The future of ride-sharing companies has hung in the balance for more than two years while class actions and labor complaints were pending against industry giants Uber, Lyft and others. The ride-sharing companies have primarily fought with their drivers over the driver’s employment status—a conflict between whether the drivers are employees entitled to benefits or independent contractors responsible for paying for their own expenses such as gas and vehicle maintenance. (See our earlier posts,Uber Is Driving an Unknown Road and Avoiding Uber Trouble via Good Terms of Service.) After a tide of unfavorable court decisions for its competitor Uber, on Tuesday, Lyft agreed to settle a California class-action lawsuit brought in 2013 by its drivers seeking reclassification from independent contractor to full-time employees and the benefits associated with employee status.
Meanwhile, Uber continues to aggressively battle with its drivers. On December 9, 2015, Uber’s drivers won an important victory when the court issued its final order certifying the case as a class action. Under this decision, the case will now include all drivers who have contracted with Uber directly and in their own name in California since 2009. And last June, the California Labor Commissioner ruled that an Uber driver was an employee, not an independent contractor, and ordered Uber to reimburse the driver for her expenses. (Uber has appealed the decision.) Like the California Labor Commissioner, the California Unemployment Insurance Appeals Board ruled that Uber drivers are “employees” for the sake of obtaining unemployment benefits.

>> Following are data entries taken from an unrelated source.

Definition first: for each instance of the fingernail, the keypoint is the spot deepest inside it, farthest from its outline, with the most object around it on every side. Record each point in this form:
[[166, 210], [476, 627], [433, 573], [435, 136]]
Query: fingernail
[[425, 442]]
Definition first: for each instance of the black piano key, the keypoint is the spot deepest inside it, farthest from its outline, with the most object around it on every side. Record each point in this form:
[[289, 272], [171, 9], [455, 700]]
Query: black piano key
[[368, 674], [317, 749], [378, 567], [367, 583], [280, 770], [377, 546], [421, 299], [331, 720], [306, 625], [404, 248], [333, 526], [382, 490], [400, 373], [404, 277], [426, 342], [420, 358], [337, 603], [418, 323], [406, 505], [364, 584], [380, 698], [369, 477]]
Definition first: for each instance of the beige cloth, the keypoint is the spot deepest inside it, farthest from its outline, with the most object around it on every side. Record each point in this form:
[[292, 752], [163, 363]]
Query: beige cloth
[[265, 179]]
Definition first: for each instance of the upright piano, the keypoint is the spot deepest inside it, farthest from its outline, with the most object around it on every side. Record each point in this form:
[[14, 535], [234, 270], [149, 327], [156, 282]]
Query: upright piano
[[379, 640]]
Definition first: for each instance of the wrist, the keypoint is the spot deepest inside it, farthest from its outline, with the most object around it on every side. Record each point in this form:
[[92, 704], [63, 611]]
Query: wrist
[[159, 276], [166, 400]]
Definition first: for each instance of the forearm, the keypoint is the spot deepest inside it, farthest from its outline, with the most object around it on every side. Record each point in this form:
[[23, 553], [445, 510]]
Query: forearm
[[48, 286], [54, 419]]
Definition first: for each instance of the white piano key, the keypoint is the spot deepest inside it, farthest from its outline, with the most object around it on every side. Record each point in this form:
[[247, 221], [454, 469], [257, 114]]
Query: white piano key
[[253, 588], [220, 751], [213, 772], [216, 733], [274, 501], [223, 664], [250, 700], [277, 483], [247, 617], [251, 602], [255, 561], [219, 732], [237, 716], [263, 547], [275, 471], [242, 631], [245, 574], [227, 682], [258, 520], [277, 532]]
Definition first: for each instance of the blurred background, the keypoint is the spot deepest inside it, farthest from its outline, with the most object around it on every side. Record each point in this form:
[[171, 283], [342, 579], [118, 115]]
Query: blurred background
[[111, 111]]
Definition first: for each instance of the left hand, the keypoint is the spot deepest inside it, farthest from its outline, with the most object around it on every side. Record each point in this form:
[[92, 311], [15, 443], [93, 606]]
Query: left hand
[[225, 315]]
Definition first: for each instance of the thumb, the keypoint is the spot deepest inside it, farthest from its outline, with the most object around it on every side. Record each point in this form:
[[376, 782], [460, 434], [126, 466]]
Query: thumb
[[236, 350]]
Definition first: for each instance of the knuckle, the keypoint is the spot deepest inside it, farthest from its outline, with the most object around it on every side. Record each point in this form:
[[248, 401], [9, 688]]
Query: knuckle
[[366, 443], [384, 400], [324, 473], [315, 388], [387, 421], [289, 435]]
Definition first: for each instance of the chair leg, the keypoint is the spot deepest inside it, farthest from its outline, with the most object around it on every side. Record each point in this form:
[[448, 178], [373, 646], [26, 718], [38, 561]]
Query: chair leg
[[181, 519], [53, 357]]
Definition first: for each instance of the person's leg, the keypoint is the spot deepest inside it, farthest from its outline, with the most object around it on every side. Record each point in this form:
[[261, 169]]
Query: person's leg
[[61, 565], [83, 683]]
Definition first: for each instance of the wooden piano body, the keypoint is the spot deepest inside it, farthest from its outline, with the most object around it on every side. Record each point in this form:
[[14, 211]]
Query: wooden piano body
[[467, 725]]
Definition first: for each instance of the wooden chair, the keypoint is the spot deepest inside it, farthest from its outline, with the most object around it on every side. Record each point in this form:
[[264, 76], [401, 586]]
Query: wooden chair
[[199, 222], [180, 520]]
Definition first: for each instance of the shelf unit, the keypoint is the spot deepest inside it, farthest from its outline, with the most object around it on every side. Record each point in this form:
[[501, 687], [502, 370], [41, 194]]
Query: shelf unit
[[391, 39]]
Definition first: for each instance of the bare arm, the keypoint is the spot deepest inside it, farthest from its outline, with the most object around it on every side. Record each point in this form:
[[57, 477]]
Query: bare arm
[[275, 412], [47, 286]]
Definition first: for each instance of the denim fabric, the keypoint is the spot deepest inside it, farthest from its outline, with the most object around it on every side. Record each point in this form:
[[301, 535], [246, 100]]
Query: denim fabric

So while Uber continues to try to protect its worker classification scheme in the courts, Lyft appears to have made a business decision to preserve its own classification scheme through a settlement. Pursuant to the Lyft-proposed settlement, the company’s drivers will continue to be classified as independent contractors. In exchange, Lyft agreed to pay $12.25 million to the settlement class and will amend the Terms of Service (TOS) that drivers accept when signing up with Lyft. The new TOS will be consistent with California’s law governing independent contractors. Lyft will also change its policy of terminating drivers at will. Under the settlement agreement, Lyft can only terminate drivers for specific reasons. The settlement remains subject to court approval.
Uber’s tenacious litigation strategy and Lyft’s settlement strategy are both likely motivated by a desire to protect and preserve their business models. Uber, Lyft and gig economy companies generally depend on flexible independent contractor labor to maintain the profitability of their businesses. For these sharing economy businesses, the outcome of worker classification cases is critical to survival. For example, just last year, the cleaning services company Homejoy shut down citing the worker classification cases filed against Uber, Lyft and others as the motivating factor. Bloomberg reported that in an investor prospectus, Morgan Stanley listed worker classification as a risk factor for an investment in Uber.
If approved by the court, Lyft’s settlement, allowing it to continue to operate with independent contractors and without class action litigation looming in the background, may be the key to company’s future success and growth. It will be interesting to see how Lyft’s settlement influences other sharing economy businesses relying on independent contractors.